Strange how intimacy and intimidation sound so similar yet have contrasting definitions and manifest themselves at different stages.
How can one become so intimidated to refrain from speech while becoming too intimate to speak or even breathe without the other person? Then moving to the latter of complete intimidation where fear of memory , comfort or complete cowardice leads you to become the strangers you once were?
Life is so complex, the older I become, the less I grasp it. It can be so familiar, so fulfilling and at times, so foreign and disconnected.
I've lived life in two extremes- in each forgetting who I was or what I learned. Life has two dimensions- solitude/deficit and abundance.

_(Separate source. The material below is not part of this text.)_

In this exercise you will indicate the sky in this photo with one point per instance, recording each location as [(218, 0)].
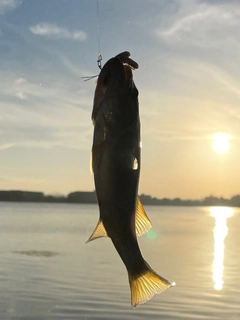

In each stage, I crave the experience I once had. To share a life of love, happiness and comfort does not allow for a life of freedom, discomfort and unfamiliarity. Life requires a constant sacrifice and cutting of spokes in order to experience each of the two at separate times. Fear conditions courage to face the unknown.
The sweet ain't as sweet without the sour, but when the sour is too extreme, there lies no hope for the sweet. You begin settling in a life of destitution from the ideas and hopes you once had. How can you grow when you've been so cut off from the things that encouraged and reassured you of who you were and who you wanted to be?
Memories then become trite when you forget the reasons and the emotions that triggered them.
Striving a new chapter, I shut them out, and forget how they happened and how they molded me.
Climbing pine trees, building tree houses. Sitting on top of that cliff in the grand canyon, all alone, so insignificant but feeling so beautiful to be a part of this life- of the little things that get so masked by the things that are irrelevant.
I know what it's like to feel that- so fulfilled, so healed so unbroken by the simplest of things that mean the world to you at that moment. Empty of the pollution and muck I am immune to and full of the purity and beauty of the unfamiliar.
I've seen things I should never forget- things that are fully mine that no one can share in similar interpretation and perspective.
Beauty of the pure life- of the things you can never retrace.
Memories are a gift and a fault. They can cause pain and ecstacy. Bask in them regardless. They define every nook of our being. They possess the power of identity and hold the code of growth.